Disadvantages of Sql Cursor

I was studying cursor and I read somewhere that. Each time you fetch a row from the cursor, it results in a network round trip whereas normal select query makes only one round trip however large the resultset is.
Can anyone explain what does that means? And what does network round trip and one round trip means in detail with some example. And when we use cursor and when we use while loop?
Unfortunately, that reference is incorrect.
A "normal SELECT" creates a cursor that the client fetch from. The mechanics are exactly the same as if you open and return a SYS_REFCURSOR (or any other mechanism for opening a cursor). In both cases, the client will fetch a number of rows over the network every time it requests data from the database. The client can control the number of rows that are fetched each time-- it would be exceptionally rare for the client to fetch 1 row or to fetch all the rows from a cursor in a single network round-trip.
What actually happens when a client application fetches from a cursor (no matter how the cursor is opened), the client application sends a request over the network for N rows (again, the client controls the value of N). The database sends the next N rows back to the client (generally, Oracle has to continue executing the query in order to determine the next N rows because Oracle does not generally materialize an entire result set). The client application does something with those N rows and then sends another request over the network for the next N rows and the pattern repeats.
In virtually all database systems, the application that uses the data; and the DBMS that is responsible for storing and searching the data; live on separate machines. They talk to each other over a network. Even when they are on the same machine, there is still effectively a network connection.

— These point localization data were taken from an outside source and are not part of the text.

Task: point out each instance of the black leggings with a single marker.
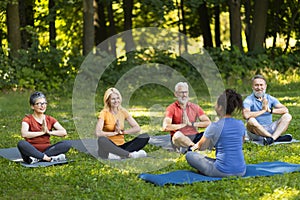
(26, 149)
(106, 146)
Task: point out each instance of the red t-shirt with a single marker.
(41, 142)
(174, 111)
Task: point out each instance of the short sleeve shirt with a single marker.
(227, 136)
(253, 104)
(110, 121)
(41, 142)
(175, 112)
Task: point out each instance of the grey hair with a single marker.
(259, 76)
(181, 84)
(34, 96)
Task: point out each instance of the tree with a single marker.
(235, 23)
(128, 7)
(258, 26)
(100, 23)
(88, 26)
(52, 17)
(112, 27)
(13, 27)
(205, 25)
(26, 21)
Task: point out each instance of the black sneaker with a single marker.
(268, 140)
(284, 138)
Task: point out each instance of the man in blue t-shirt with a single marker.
(258, 110)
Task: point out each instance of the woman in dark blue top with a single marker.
(227, 136)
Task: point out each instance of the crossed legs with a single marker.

This matters because there is some time between when an application decides that it's ready to read data, when that request arrives over the network at the database server, when the database server actually gets the response for that, and when the response finally arrives over the network on the application side.
When you do a query for a whole set of data, you only pay this cost once; Although it may seem wasteful; in fact it's much more efficient to put the burden of holding on to all of the data on the application, because it's usually easier to give more resources to an application than to do the same on a database server.
When your application only fetches data one row at a time, then the cost of the round trip between application and database is paid once per row; If you want to show the titles of 100 blog posts, then you're paying the cost of 100 round trips to the database for that one report. Whats worse is that the database server has to some how keep track of the partially completed result set. That usually means that the resources that could be used for querying data for another request are instead being retained by an application that hasn't happened to ask for all of the data it originally asked for.
The basic rule is to talk to the database only when you absolutely have to, and to make the interaction as short as possible; This means you only ask for the data you really need (have the database do as much filtering as possible, instead of doing it in the application) and accept all of the data as quickly as possible, so that the database can move on to another task.